Pitchfork: What drew you to that one sculpture in particular?

AM: Thinking of the album title and issues of power, passion, and duality-- he talks about how people that love you can also hurt you most-- I first went to the Greco-Roman section at the Met. But there wasn’t much drama to those sculptures, they were more straightforward. So I went to the later periods in European sculpture and saw that sculpture from Florence called Alpheus Arethusa by Battista di Domenico Lorenzi.

I like how one person is turning away, but he has his arm reaching around-- even though they’re together, they’re also going away from each other. For me, the album is about this duality: being rich and figuring out how you can help others in a good way, and not just handing money out. Like: If you give a bum five dollars and he gets drugs or beer, did you actually do him right? Or do you find a more structural way of helping people with the money that you have? I had a hard time because I don’t really work with visual puns or metaphors in my work, but I tried to get at that with the cover. It's an ambiguous image.

Pitchfork: It invites many different interpretations, like a Rorschach test.

AM: Exactly. It’s open-ended, but it has drama to it. And I photographed it in the same way I usually take pictures-- I react very quickly to things. I didn’t go up there and take a whole roll of film of this sculpture. I took one picture of it. I didn’t spend hours at the Met either. I was there for maybe 30 minutes. I just looked around, saw the sculpture, looked up at it, boom, picture. Done. Very fast.

But it wasn’t like I took that picture and was like, “This is the cover.” I worked on the selection process with [graphic designer] Brian Roettinger-- he does graphics for No Age-- and Willo Perron, the album's creative director. In the end, I felt that was the image that should be on the front. When we presented it to Jay, he immediately was like, “Yes.” He loved it. And then he took another image of a different sculpture and said, "Maybe this is better." But within minutes he was like, “Naw, naw, naw-- the cover is the original image that you put there.” For me, that affirmed that this truly was a collaboration, a two-way street.

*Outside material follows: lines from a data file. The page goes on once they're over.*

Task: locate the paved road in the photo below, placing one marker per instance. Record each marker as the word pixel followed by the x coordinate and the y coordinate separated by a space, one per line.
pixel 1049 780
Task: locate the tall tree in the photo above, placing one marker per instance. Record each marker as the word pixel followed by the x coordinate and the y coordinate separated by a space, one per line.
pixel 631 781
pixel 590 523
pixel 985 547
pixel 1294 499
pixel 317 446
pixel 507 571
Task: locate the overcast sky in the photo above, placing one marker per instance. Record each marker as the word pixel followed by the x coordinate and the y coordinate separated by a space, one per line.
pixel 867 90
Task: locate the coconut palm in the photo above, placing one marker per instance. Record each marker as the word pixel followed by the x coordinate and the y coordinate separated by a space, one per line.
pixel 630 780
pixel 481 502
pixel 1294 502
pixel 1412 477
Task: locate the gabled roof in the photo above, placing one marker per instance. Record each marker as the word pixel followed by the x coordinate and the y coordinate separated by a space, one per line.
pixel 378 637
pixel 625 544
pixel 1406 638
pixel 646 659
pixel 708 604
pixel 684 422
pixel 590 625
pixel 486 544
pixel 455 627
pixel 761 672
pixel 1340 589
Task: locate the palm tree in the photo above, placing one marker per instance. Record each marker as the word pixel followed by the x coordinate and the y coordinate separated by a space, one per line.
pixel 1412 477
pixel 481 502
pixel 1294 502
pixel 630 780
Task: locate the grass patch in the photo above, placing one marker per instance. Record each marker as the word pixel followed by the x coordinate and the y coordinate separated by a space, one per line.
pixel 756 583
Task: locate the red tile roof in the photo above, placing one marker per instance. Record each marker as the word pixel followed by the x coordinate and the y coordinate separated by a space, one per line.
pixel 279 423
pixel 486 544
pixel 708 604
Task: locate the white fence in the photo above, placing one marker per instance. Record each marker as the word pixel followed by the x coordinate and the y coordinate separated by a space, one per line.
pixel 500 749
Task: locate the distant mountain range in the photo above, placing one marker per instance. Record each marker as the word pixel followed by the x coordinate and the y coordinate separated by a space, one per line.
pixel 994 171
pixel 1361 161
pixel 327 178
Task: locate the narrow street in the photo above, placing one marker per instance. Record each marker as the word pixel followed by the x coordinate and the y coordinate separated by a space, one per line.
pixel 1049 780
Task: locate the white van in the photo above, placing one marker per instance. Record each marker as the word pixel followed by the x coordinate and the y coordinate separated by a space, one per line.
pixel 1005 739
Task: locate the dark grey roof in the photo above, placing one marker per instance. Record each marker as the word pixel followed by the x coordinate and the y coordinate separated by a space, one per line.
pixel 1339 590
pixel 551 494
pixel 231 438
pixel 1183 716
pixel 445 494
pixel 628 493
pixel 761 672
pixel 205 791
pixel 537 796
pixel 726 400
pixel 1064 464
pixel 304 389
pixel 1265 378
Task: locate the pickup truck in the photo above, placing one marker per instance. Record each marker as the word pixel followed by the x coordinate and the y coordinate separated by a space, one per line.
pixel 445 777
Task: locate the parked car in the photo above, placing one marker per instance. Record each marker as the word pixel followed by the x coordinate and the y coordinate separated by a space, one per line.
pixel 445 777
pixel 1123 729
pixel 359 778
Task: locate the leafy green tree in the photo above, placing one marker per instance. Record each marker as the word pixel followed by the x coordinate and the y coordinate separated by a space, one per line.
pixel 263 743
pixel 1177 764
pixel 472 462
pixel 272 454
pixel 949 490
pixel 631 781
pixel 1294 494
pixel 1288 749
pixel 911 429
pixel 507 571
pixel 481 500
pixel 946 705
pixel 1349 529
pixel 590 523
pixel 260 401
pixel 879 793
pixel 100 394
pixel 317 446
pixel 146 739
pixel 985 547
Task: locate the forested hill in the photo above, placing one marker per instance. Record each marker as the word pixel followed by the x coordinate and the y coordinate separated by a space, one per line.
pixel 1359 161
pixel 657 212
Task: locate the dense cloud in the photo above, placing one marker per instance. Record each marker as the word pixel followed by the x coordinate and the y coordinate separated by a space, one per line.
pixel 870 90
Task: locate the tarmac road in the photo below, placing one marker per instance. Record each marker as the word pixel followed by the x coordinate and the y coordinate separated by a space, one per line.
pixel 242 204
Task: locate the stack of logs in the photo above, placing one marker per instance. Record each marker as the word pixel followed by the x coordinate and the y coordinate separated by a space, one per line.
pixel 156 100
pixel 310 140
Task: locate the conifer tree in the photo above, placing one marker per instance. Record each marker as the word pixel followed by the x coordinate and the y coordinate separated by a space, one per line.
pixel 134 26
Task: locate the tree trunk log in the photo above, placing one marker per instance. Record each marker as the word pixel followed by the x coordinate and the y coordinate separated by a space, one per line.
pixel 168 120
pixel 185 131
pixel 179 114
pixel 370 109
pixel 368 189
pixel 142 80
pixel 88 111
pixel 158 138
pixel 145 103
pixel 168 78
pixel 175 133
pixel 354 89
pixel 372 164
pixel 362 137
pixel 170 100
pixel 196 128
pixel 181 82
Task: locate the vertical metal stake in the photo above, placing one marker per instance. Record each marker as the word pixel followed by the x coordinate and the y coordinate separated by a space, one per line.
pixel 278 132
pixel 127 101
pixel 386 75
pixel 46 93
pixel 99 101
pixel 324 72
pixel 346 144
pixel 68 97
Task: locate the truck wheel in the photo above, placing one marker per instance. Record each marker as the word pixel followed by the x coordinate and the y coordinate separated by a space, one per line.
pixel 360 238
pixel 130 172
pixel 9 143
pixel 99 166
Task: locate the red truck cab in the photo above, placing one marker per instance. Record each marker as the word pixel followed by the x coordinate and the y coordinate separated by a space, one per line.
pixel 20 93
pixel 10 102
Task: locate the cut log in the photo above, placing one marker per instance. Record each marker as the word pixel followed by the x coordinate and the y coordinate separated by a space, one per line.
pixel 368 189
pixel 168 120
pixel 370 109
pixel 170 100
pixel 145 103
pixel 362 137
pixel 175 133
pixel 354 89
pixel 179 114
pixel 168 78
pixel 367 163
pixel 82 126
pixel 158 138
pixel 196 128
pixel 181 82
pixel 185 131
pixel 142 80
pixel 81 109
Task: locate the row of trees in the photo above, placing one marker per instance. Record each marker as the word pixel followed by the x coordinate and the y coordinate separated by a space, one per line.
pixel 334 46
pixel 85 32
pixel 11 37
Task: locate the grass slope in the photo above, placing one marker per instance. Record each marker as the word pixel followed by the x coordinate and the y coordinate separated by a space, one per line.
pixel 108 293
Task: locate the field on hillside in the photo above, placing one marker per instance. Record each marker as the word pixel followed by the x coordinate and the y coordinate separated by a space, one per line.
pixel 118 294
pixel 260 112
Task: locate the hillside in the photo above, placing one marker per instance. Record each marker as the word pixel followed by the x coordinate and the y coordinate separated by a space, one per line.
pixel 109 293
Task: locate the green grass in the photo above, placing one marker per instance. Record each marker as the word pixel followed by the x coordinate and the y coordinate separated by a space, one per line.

Pitchfork: Do you think Samsung's involvement with the roll-out of this album somehow lessens the art therein?

AM: No. For me, I’ve never done anything on this scale before. Trust me, whether it's Samsung, Apple, Nokia, or whatever, all these huge companies-- I don’t prefer one or the other. Some of them do great things, some of them do not-so-great things. But in the end, when I went down to Times Square and saw my giant photo of Jay-Z on the NASDAQ building, it didn’t look like a product that Samsung made, it looked like my product. I was proud and happy and excited to see my picture there. And if some people consider that selling out, that’s fine by me. I know what I did.